Working with petri plates both microbially and in tissue culture, there is one rule of thumb to follow. Contamination falls. Your main enemy is time, how long the medium is exposed (bar actually touching the surfaces). Ethanol DOES NOT sterilize the working surface. Think of it as a convenient scrubbant which evaporates quickly. The flame DOES NOT work to sterilize the air (except in the heated column above it, where you can't work). The flame creates an updraft near your workspace (see the rule of thumb), reducing falling contamination.
Placing the lid on a "clean" working surface is a common and reasonable practice. If you are coordinated, holding the lid in the non-dominant hand can also be done. If you are using a 'hockey stick' spreader (dip in alcohol, then flame, then spread a dispensed drop after cooling), there may be a better way.
Get a good petri plate turntable (might have to lubricate it with dry graphite).

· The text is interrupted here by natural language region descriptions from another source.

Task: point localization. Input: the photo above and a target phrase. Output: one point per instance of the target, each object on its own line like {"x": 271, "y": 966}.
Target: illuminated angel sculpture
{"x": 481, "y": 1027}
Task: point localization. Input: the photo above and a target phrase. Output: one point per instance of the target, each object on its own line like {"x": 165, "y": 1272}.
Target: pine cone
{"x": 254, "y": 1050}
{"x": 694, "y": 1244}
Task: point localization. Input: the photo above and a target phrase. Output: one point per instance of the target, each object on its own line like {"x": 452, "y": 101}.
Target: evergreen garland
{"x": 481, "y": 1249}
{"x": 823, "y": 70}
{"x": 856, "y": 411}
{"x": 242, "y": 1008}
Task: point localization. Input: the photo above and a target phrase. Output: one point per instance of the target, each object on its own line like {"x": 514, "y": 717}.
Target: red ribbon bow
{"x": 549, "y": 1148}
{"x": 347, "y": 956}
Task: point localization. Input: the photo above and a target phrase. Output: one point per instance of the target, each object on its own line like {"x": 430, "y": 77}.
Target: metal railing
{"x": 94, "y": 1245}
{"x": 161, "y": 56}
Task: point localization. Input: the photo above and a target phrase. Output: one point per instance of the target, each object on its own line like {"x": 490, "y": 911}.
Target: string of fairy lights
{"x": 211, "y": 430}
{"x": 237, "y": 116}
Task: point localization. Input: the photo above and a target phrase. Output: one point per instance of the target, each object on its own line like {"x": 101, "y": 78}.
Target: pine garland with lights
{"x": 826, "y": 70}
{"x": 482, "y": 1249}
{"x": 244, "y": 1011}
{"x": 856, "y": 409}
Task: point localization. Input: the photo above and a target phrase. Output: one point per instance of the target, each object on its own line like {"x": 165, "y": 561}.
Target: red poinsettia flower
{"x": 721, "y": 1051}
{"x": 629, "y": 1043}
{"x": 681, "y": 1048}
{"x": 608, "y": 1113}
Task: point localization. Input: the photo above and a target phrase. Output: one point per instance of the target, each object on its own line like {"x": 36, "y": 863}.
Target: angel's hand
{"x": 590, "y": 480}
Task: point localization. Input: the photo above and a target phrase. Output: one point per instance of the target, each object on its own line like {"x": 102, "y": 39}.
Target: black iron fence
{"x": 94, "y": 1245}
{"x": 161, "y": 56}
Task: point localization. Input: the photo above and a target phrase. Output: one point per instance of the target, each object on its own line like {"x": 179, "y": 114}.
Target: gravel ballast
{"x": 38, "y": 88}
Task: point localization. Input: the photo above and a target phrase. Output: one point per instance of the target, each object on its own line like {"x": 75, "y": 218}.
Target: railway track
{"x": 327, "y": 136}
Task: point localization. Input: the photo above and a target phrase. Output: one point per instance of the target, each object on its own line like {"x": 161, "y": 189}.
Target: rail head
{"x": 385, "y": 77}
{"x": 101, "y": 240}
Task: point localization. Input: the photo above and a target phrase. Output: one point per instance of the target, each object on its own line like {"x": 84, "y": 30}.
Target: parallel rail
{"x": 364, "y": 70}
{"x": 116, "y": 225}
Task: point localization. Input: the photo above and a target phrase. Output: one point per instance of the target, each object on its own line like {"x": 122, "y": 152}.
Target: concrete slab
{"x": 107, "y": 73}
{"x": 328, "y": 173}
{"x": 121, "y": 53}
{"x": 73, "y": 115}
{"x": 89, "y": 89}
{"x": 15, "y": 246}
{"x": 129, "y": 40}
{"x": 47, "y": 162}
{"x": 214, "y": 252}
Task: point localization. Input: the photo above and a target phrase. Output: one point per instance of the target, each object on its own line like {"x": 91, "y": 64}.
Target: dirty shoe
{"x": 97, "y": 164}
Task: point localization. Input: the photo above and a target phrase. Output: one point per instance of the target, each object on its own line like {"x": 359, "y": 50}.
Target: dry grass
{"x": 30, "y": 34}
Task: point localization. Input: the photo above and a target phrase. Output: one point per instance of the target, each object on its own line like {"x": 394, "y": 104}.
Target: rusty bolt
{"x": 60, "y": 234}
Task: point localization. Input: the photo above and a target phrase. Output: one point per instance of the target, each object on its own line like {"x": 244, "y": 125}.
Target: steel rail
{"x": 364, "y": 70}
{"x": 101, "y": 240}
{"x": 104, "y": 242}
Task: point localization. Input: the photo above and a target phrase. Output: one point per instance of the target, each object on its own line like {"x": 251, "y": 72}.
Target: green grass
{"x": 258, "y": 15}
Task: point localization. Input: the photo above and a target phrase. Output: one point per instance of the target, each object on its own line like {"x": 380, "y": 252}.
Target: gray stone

Dry your petri plates for a while until no free moisture is visible in the dish.
Obtain some small volume glass pipettes (say 1 ml), with smooth tips, and sterilize them.
When you are ready to plate your suspension, place your petri dish on the turntable, remove the lid and give a good spin. Dispense 0.2-1 ml of your suspension onto the medium directly, working the tip on the medium surface from the center to the edge, keeping a wet edge (surface tension). If you press too hard or hold the pipette too vertical, it digs in. Quick to learn this though. Replace the lid, and rest the plate a little while on the bench. A perfect spread (slight spiral) every time. Okay, a little practice helps. No flame, no alcohol, more free time for beer. Moisture content in the media is the only issue, but drying the plates inverted in a standard microbial incubator is easy enough.
I've used this method for years, with no major contamination issues.